- Title card
- Genre: Talk show; Comedy;
- Developed by: Jose Mari Abacan; Lia Domingo; Cyril Ramos; Jerome Zamora;
- Written by: Robert Raz; Charlotte Dianco; Ma. Acy Ramos; Michelle Ngu;
- Creative director: Jenny Ferre
- Presented by: Wally Bayola; Jose Manalo; Paolo Ballesteros;
- Country of origin: Philippines
- Original language: Tagalog
- No. of episodes: 95

Production
- Executive producer: Adrian Raphael V. Santos
- Producers: Antonio P. Tuviera; Jacqui L. Cara; Michael Tuviera; Jojo C. Oconer; Ramel L. David; Camille G. Montaño;
- Production locations: Shooting Gallery Studios, Makati, Philippines
- Editors: Bong Guillermo; Tara Illenberger;
- Camera setup: Multiple-camera setup
- Running time: 15–30 minutes
- Production company: TAPE Inc.

Original release
- Network: GMA Network
- Release: September 25, 2017 – February 2, 2018

Related
- Kalyeserye

= The Lolas' Beautiful Show =

Philippine television talk show

The Lolas' Beautiful Show is a Philippine television comedy talk show broadcast by GMA Network.
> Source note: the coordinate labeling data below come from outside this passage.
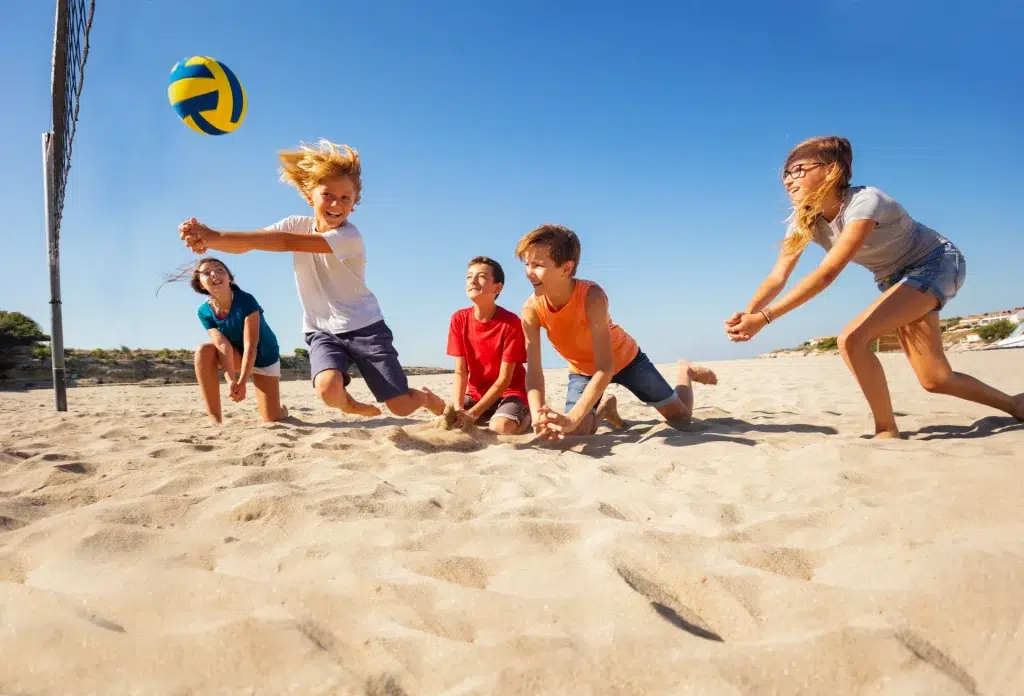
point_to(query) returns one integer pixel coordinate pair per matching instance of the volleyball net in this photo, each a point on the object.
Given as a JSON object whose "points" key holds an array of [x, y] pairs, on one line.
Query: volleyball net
{"points": [[71, 50]]}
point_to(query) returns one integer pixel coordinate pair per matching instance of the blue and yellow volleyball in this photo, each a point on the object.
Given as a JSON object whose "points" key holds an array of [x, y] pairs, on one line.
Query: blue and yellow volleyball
{"points": [[206, 95]]}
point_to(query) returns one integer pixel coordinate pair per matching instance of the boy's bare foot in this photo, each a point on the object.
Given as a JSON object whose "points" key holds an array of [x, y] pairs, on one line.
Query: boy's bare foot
{"points": [[1018, 411], [434, 403], [696, 373], [608, 410], [359, 408]]}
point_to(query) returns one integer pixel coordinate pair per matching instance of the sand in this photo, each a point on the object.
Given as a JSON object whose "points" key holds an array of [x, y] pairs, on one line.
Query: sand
{"points": [[770, 550]]}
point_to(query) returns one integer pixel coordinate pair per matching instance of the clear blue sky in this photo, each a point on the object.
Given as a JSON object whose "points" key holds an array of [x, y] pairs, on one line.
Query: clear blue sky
{"points": [[654, 129]]}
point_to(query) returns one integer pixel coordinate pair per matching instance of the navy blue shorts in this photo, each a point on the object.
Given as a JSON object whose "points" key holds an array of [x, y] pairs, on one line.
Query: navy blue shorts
{"points": [[640, 377], [371, 349]]}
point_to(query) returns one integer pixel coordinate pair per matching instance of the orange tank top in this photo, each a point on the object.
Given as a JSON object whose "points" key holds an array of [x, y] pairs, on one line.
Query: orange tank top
{"points": [[569, 333]]}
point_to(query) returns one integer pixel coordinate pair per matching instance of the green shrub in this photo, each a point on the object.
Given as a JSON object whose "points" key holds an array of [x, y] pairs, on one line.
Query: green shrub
{"points": [[995, 331]]}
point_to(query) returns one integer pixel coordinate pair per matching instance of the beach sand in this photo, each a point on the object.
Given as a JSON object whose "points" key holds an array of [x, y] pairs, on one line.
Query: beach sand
{"points": [[770, 550]]}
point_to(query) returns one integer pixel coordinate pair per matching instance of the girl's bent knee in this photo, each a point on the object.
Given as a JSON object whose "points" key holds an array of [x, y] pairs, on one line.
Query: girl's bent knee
{"points": [[936, 382], [206, 351], [402, 405], [504, 426]]}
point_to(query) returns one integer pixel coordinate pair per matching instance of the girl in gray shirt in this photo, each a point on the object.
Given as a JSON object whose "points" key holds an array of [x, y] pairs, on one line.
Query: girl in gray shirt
{"points": [[916, 269]]}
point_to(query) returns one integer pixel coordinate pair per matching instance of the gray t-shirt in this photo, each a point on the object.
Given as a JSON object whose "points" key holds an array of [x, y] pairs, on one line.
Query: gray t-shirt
{"points": [[897, 241]]}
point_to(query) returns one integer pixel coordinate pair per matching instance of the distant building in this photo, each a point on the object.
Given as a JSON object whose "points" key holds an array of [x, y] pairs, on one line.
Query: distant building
{"points": [[985, 320]]}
Hosted by Wally Bayola, Jose Manalo and Paolo Ballesteros, it premiered on September 25, 2017 on the network's morning line up. The show concluded on February 2, 2018, with a total of 95 episodes.

==Premise==
A spin-off of Kalyeserye segment of Eat Bulaga! as Bayola, Manalo and Ballesteros reprise their roles as Nidora Zobeyala, Tinidora Zobeyala and Tidora Zobeyala respectively.

==Ratings==
According to AGB Nielsen Philippines' Nationwide Urban Television Audience Measurement People in television homes, the pilot episode of The Lolas' Beautiful Show earned a 4.4% rating. The final episode scored a 3.5% rating.